Como creyente y sacerdote, no puedo menos de comulgar con los planteamientos teológico-morales del magisterio de la Iglesia, cuya figura actual, el papa Francisco, es para mí una referencia preferente, además de entrañable. Pero al aproximarme histórica y analíticamente a la nueva ley sobre la eutanasia, veo también que mi posicionamiento difidente hacia el texto no depende solo de las creencias religiosas. Se trata además de las convicciones éticas, más o menos comunes en cualquier ciudadano razonable. Desde esa perspectiva me atrevo a hacer las siguientes consideraciones:

En lo formal, me ha “chocado” el repetitivo lenguaje inclusivo (los, las). Parece que no cuadre bien en un texto que pretende ser normativo y legal.

El situar el derecho a la buena muerte, a la par que otros derechos de la persona, parce tener un cierto tufillo de liberalismo burgués, propio de no pocos sectores de los tiempos actuales –del primer mundo en particular– que suelen creer y se atreven a formular: “Yo con lo mío, hago lo que quiero”. Al margen de la creencia en la vida como don de Dios propia de los creyentes, cristianos y de otras religiones, también tenemos derechos y deberes con la sociedad a la que pertenecemos. Somos ciudadanos del mundo, con derechos y obligaciones en la casa común de la Humanidad. No me parece que para los hombres del mundo del subdesarrollo sea esta –la de bien morir– una preocupación esencial.

Las competencias arbitrales de los médicos, de los consultores, de las comisiones, tan repetidas y desarrolladas, pueden propiciar con facilidad a deslizamientos graves que conduzcan a la eutanasia sin límites como en Suiza. Parece ser que ser que en Holanda también ha ocurrido así en no pocas ocasiones.

Personalmente, yo me encuentro cómodo viviendo al día y tratando de ser compasivo. Para las postrimerías, me parece suficiente poder contar con el auxilio de los cuidados paliativos. Ojalá nuestros gobiernos invirtieran más en ellos en nuestros centros sanitarios.

¿Por qué tanta prisa en aprobar esta ley? En época de pandemia profunda y generalizada del Covid-19, ¿no se antoja aberrante y casi sarcástico ocuparse del derecho a morir dignamente, cuando nos acompañan cada día cientos de hermanos, algunos parientes y amigos muy queridos, que se han ido sin decirnos ni adiós, víctimas del maldito virus? ¿No podrían esperar un poco nuestros legisladores a que esto “escampara” y preocuparse primordialmente de las víctimas y de las consecuencias negativas de esta situación generalizada y angustiosa?

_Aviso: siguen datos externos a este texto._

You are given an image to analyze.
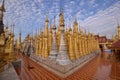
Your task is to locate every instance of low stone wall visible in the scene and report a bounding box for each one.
[31,52,98,78]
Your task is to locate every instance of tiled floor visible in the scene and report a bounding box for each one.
[15,53,120,80]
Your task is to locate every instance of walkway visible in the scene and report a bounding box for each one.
[17,52,120,80]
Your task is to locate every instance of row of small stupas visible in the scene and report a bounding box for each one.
[0,0,15,72]
[21,11,99,63]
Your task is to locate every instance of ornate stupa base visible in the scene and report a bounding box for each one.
[56,51,71,65]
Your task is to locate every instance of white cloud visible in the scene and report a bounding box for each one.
[81,1,120,36]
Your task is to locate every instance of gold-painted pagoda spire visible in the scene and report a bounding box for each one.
[17,32,22,51]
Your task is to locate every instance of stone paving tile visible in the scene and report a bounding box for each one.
[15,52,120,80]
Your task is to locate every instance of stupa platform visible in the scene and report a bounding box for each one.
[30,52,98,78]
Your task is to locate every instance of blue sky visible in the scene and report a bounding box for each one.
[0,0,120,39]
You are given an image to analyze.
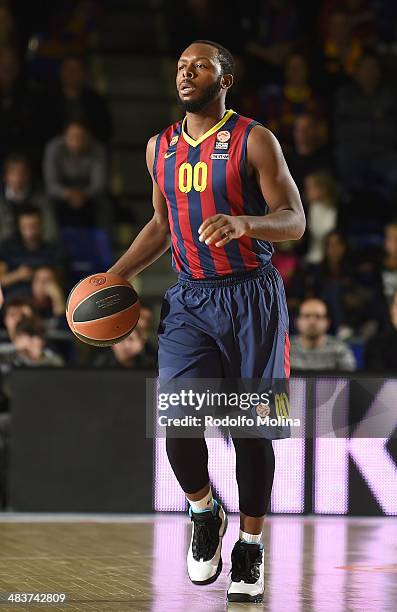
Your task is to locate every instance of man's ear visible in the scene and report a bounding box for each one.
[221,74,234,89]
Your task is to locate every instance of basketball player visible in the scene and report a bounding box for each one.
[109,40,305,602]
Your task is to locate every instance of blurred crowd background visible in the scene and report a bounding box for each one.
[0,0,397,388]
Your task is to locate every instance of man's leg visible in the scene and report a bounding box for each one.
[159,285,227,584]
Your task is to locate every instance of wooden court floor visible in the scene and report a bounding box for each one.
[0,514,397,612]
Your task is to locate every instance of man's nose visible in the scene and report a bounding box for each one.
[183,65,194,79]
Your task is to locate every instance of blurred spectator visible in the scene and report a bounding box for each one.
[0,153,57,242]
[44,122,107,227]
[307,231,381,339]
[381,221,397,304]
[0,297,36,353]
[305,172,338,264]
[290,299,356,371]
[254,53,321,144]
[32,266,66,331]
[164,0,244,57]
[286,114,333,194]
[334,54,397,199]
[93,328,156,370]
[0,207,66,297]
[323,7,363,90]
[45,56,112,144]
[0,317,63,368]
[272,240,299,292]
[364,291,397,374]
[320,0,378,45]
[23,0,100,79]
[0,47,39,162]
[247,0,298,81]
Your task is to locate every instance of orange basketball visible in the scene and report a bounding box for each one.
[66,272,140,346]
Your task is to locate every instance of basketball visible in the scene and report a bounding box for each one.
[66,272,140,346]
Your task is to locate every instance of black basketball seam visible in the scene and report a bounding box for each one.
[72,300,139,325]
[72,281,138,320]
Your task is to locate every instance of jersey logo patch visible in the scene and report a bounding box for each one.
[215,142,229,151]
[211,153,229,159]
[216,130,230,142]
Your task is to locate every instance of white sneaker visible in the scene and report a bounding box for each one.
[187,499,227,584]
[227,540,265,603]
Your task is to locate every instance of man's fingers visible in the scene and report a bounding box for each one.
[198,215,224,234]
[201,223,230,244]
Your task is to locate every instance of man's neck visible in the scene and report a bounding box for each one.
[185,103,226,140]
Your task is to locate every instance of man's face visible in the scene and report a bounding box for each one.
[176,44,227,113]
[4,304,33,340]
[65,123,88,154]
[5,161,30,191]
[18,215,42,245]
[296,300,329,340]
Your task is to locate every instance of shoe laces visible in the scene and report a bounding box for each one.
[231,542,262,584]
[191,506,220,561]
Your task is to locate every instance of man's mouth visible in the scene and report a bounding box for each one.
[179,83,196,95]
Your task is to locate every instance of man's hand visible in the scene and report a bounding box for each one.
[14,265,33,283]
[198,215,248,247]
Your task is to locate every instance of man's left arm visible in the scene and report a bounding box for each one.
[199,126,306,247]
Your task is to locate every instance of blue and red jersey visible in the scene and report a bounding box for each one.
[153,110,273,278]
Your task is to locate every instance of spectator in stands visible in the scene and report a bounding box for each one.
[334,54,397,200]
[0,47,38,162]
[286,114,333,194]
[46,56,112,144]
[0,153,57,242]
[290,298,356,371]
[247,0,298,80]
[93,328,156,370]
[364,291,397,374]
[32,266,66,331]
[44,122,107,227]
[381,221,397,304]
[320,0,378,46]
[323,6,363,90]
[305,171,338,264]
[254,53,321,144]
[307,230,381,339]
[0,207,67,297]
[0,297,36,353]
[0,317,63,368]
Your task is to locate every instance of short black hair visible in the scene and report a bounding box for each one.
[191,40,235,76]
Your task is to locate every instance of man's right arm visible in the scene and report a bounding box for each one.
[108,136,170,279]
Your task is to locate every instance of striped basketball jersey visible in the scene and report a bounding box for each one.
[153,110,273,278]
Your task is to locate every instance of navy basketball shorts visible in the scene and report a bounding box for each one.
[158,264,290,439]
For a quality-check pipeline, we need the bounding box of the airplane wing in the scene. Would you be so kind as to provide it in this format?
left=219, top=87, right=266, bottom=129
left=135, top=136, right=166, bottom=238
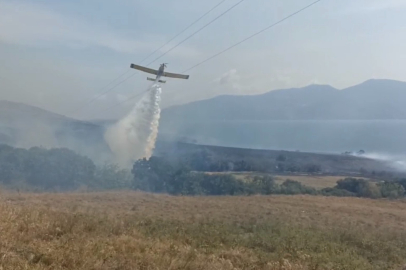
left=164, top=72, right=189, bottom=80
left=131, top=64, right=158, bottom=75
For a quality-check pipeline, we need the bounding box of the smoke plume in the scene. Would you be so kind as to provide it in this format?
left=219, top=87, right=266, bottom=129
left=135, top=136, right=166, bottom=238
left=105, top=84, right=161, bottom=167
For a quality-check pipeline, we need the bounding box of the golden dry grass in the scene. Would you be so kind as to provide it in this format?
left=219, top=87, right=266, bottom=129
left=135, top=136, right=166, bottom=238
left=0, top=192, right=406, bottom=270
left=210, top=172, right=368, bottom=190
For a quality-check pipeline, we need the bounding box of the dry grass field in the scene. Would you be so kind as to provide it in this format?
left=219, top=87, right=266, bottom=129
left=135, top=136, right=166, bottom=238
left=0, top=192, right=406, bottom=270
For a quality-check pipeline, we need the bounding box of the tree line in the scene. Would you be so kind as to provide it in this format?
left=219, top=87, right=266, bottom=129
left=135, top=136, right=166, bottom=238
left=0, top=145, right=132, bottom=191
left=0, top=145, right=406, bottom=199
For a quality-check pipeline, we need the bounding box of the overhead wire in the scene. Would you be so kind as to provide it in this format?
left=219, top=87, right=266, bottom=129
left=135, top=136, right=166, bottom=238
left=94, top=0, right=245, bottom=114
left=182, top=0, right=323, bottom=73
left=148, top=0, right=245, bottom=65
left=70, top=0, right=227, bottom=116
left=104, top=0, right=323, bottom=112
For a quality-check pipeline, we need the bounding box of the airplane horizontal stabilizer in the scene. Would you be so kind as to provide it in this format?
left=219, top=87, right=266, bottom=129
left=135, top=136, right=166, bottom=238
left=163, top=72, right=189, bottom=80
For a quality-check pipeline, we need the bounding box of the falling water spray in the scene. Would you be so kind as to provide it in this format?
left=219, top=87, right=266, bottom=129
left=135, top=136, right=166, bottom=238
left=105, top=84, right=161, bottom=167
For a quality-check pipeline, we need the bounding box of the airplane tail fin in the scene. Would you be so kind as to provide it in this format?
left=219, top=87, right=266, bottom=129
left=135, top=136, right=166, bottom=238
left=147, top=77, right=166, bottom=83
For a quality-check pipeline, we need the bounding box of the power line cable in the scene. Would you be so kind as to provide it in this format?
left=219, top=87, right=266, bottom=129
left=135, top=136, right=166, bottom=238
left=182, top=0, right=322, bottom=73
left=104, top=0, right=322, bottom=113
left=75, top=0, right=230, bottom=115
left=147, top=0, right=245, bottom=66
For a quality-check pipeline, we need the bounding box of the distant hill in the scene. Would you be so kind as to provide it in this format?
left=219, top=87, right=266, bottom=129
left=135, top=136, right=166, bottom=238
left=161, top=80, right=406, bottom=124
left=0, top=101, right=109, bottom=159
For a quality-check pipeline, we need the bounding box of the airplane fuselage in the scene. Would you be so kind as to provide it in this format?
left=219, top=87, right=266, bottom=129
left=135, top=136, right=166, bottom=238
left=156, top=64, right=165, bottom=80
left=130, top=63, right=189, bottom=83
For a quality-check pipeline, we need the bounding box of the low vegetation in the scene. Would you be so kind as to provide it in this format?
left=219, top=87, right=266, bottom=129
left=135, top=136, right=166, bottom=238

Yo prefiero terminar, como suelo hacer siempre que puedo, con un canto a la vida y a la muerte como culminación de una “buena vida”, en este caso con el poema de un poeta, Rilke (+1936), tan grandioso como no sospechoso: “Pues lo que hace extraño y penoso al morir / es que no es nuestra muerte; / es una que nos toma al final, / ya que no supimos madurar ninguna. / Por eso viene un ciclo y a todos nos barre… / Da, Señor, a cada cual su propia muerte, / el morir que sale de cada día, / donde el hombre tuvo amor, sentido y pena”.